Und ja, er meinte das ernst. Er war vieles, und nicht nur gutes, gerade zwischenmenschlich. Aber das hier meinte er bitterernst. Er gab Molly Moriarty sein Wort, und er würde es nicht brechen.

Und Molly schien das zu spüren.
Sie nickte langsam.
„Ja, Sherlock. Wir mögen Feinde sein, und ich mag dich hassen, aber ich glaube dir tatsächlich. Es erstaunt mich selber, aber ich vertraue dir dahingehend. Unter uns verrückten Genies."

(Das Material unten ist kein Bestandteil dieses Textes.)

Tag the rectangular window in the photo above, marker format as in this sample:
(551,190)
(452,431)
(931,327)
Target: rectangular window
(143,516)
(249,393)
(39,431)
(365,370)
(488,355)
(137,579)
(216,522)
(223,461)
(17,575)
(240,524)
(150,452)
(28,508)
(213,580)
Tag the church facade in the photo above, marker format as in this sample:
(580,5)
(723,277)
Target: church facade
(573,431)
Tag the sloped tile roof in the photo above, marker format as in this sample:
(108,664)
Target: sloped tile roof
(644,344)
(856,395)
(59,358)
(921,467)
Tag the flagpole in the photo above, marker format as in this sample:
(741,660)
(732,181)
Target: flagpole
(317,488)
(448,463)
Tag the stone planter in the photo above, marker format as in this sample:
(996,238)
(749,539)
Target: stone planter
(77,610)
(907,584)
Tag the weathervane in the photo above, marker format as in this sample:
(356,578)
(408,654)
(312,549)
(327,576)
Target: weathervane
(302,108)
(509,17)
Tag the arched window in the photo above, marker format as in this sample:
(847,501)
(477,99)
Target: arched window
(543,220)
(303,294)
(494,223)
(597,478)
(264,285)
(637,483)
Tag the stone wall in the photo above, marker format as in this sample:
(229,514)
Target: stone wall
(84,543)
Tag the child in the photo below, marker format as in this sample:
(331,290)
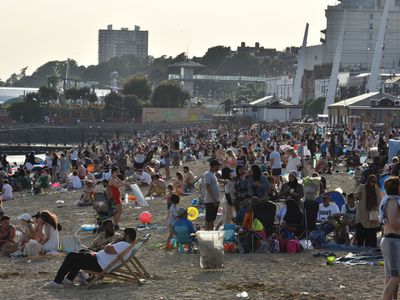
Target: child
(349,213)
(2,212)
(173,213)
(170,192)
(88,190)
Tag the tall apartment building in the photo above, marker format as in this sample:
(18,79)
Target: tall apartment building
(361,33)
(114,43)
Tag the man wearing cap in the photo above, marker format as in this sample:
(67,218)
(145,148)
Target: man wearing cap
(211,199)
(7,232)
(182,221)
(93,261)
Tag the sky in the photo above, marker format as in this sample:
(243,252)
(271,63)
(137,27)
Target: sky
(36,31)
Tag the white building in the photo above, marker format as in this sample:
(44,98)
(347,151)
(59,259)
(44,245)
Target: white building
(113,43)
(280,87)
(313,57)
(361,33)
(321,88)
(272,109)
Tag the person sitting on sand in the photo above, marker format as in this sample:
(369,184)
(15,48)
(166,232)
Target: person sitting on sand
(173,213)
(182,221)
(88,190)
(92,261)
(7,233)
(2,211)
(327,214)
(143,178)
(48,228)
(106,237)
(81,171)
(323,165)
(188,179)
(157,186)
(28,233)
(178,184)
(6,193)
(74,182)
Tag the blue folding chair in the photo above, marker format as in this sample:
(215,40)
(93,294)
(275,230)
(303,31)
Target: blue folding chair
(182,237)
(335,197)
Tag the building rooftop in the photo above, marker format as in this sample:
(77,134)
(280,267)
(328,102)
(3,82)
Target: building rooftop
(187,64)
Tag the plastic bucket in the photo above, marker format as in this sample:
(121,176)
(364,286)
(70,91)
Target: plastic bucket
(211,246)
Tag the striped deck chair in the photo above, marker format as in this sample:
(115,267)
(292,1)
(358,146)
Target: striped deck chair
(120,269)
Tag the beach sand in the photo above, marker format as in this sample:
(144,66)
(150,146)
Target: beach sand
(178,276)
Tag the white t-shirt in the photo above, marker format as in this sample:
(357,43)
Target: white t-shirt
(7,192)
(74,155)
(325,212)
(76,182)
(210,178)
(106,175)
(145,177)
(104,259)
(275,157)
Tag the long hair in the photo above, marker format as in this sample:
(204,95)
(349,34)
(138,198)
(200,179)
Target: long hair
(49,218)
(256,172)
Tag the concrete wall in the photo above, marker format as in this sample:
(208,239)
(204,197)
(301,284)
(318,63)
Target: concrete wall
(360,37)
(153,115)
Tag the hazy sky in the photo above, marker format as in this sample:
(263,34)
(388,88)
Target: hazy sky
(36,31)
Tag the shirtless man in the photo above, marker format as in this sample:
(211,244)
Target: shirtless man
(389,213)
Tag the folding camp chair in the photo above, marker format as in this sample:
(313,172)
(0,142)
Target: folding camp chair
(121,269)
(182,237)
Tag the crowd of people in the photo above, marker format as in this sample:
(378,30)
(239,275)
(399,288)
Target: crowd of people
(271,174)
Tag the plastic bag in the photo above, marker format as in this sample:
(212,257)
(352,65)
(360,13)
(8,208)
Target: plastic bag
(139,195)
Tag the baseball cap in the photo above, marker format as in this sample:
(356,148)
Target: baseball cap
(214,162)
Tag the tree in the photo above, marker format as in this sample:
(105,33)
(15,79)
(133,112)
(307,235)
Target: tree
(133,106)
(169,94)
(113,102)
(240,64)
(215,56)
(92,98)
(137,85)
(71,94)
(46,95)
(27,111)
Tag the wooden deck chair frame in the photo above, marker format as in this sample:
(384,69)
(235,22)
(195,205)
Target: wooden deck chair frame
(129,270)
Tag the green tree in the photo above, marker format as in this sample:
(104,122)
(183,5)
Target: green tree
(215,56)
(240,64)
(169,94)
(137,85)
(26,111)
(71,94)
(92,98)
(133,106)
(46,95)
(113,103)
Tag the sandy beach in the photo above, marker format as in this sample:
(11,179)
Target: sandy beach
(178,276)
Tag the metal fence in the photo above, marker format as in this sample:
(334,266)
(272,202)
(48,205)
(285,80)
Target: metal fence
(63,135)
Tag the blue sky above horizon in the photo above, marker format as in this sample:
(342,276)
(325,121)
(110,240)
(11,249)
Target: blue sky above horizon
(34,32)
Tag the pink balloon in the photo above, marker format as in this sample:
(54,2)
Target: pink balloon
(145,217)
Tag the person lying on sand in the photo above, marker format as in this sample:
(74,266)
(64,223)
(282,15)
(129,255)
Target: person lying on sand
(92,261)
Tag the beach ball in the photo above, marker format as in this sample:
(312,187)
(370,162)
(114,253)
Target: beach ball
(56,185)
(145,217)
(193,213)
(131,197)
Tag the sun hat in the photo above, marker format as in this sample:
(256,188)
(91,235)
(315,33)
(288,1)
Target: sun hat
(181,212)
(25,217)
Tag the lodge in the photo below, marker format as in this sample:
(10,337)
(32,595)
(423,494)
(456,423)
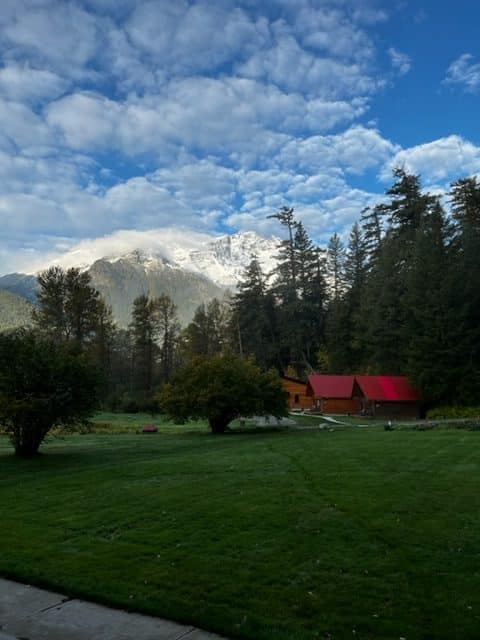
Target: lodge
(389,397)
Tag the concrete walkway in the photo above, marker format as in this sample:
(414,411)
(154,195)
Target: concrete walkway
(28,613)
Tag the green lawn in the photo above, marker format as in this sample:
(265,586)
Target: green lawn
(290,535)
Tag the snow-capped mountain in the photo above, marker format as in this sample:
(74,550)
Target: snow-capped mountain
(222,260)
(189,267)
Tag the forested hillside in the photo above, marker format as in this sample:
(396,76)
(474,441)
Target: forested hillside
(15,311)
(401,297)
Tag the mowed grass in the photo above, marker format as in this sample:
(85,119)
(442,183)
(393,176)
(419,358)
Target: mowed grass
(352,533)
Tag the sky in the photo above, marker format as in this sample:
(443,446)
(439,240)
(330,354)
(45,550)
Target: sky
(208,116)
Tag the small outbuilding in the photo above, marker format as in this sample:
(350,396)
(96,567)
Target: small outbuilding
(390,397)
(333,394)
(297,393)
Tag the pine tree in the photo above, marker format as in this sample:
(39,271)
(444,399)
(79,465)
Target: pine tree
(168,329)
(335,262)
(253,320)
(144,330)
(434,336)
(465,198)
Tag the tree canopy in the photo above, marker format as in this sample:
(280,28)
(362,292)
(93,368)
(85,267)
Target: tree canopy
(42,384)
(220,389)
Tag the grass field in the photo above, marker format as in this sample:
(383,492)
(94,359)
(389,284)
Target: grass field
(290,535)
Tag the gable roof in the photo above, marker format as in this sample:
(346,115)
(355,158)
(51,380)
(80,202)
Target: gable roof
(387,388)
(331,386)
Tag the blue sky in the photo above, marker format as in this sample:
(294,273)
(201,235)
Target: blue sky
(209,115)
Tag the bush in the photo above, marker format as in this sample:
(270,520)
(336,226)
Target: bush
(220,389)
(42,384)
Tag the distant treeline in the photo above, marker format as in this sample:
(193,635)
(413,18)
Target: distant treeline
(402,297)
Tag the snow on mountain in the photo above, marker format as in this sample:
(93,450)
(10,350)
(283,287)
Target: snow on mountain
(221,259)
(224,259)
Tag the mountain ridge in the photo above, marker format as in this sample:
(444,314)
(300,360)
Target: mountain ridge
(190,273)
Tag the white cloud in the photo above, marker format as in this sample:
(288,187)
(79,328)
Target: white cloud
(26,130)
(292,68)
(22,83)
(87,120)
(464,71)
(57,33)
(449,157)
(189,37)
(353,151)
(401,62)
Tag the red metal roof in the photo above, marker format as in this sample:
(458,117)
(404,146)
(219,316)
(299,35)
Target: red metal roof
(387,388)
(331,386)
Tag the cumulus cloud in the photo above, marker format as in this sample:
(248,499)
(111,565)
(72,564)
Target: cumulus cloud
(289,66)
(441,159)
(22,83)
(401,62)
(188,37)
(211,114)
(353,151)
(465,72)
(57,33)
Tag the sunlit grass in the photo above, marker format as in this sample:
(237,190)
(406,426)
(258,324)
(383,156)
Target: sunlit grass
(293,534)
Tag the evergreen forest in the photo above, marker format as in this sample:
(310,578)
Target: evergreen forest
(399,297)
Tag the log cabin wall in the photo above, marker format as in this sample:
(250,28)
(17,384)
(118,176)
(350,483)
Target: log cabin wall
(340,405)
(297,394)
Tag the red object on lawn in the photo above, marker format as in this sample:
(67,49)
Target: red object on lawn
(150,428)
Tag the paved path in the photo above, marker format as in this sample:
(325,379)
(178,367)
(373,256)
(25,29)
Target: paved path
(28,613)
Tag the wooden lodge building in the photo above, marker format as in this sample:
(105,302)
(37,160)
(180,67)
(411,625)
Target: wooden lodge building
(333,394)
(297,393)
(390,397)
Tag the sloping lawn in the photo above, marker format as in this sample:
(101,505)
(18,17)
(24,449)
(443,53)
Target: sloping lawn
(288,535)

Eine Zeit lang schwiegen sie alle drei.
Dann sagte Sherlock:
„Nun, Molly, wir brauchen deine Entscheidung. Fest steht, du kommst hier nicht weg. Du hast keine Chance zur Flucht."
Und so ungern Molly das tat, musste sie doch zugeben, dass das wohl der Wahrheit entsprach.
„Lestrade und seine Männer stehen bereit. Mycroft und seine Männer bilden das Backup. Und dir sind alle Kommunikationswege abgeschnitten, du hast also keine Chance, deine Männer zu kontaktieren. Also bleiben dir nur und ausschließlich unsere Bedingungen."
Wieder schwiegen Sie.

Dann machte Sherlock Druck.
„Entscheidung, Molly. Jetzt. Bleib am Leben, doch dann bleibt dir nur Gefängnis, und Schande, vor aller Welt, auch vor der Welt des Verbrechens. Oder stirb als Molly Hooper, und bleib vor den Augen der Welt der große Moriarty, den nicht einmal Sherlock Holmes besiegen konnte. Nun ...?"

Molly schluckte.
Sie hatte keine Wahl. Nicht wirklich.
Sie nickte Sherlock zu und bat:
„Ich habe mich entschlossen, Sherlock. Doch bevor ich dir meine Entscheidung mitteile, möchte ich noch eine Sache wissen: Wie konntest du meinen Leuten in Serbien entkommen?"

Sherlock lachte.
„Das war einfach. Das selbe alte Spiel. Die beiden Folterknechte dort waren für mich so leicht zu lesen wie ein Kinderbuch. Sie konnten sich nicht ausstehen, und es war eine Sache von Minuten, herauszufinden, dass der eine mit der Frau des anderen schlief und der andere das bereits vermutete ... Ich habe die Animositäten der beiden geschürt und dann habe ich ihm gesteckt, dass er mit seiner Vermutung recht hat. Gefühle, Molly, Gefühle ... überflüssig und lästig, nicht wahr?"
Sein Blick ging zu John, der ihm ins Gesicht sah, und der dort erkannte, dass Sherlock Gefühle beileibe nicht mehr für überflüssig hielt. Im Gegenteil, John sah dort eine warme Zärtlichkeit, die auch ihm das Herz wärmte.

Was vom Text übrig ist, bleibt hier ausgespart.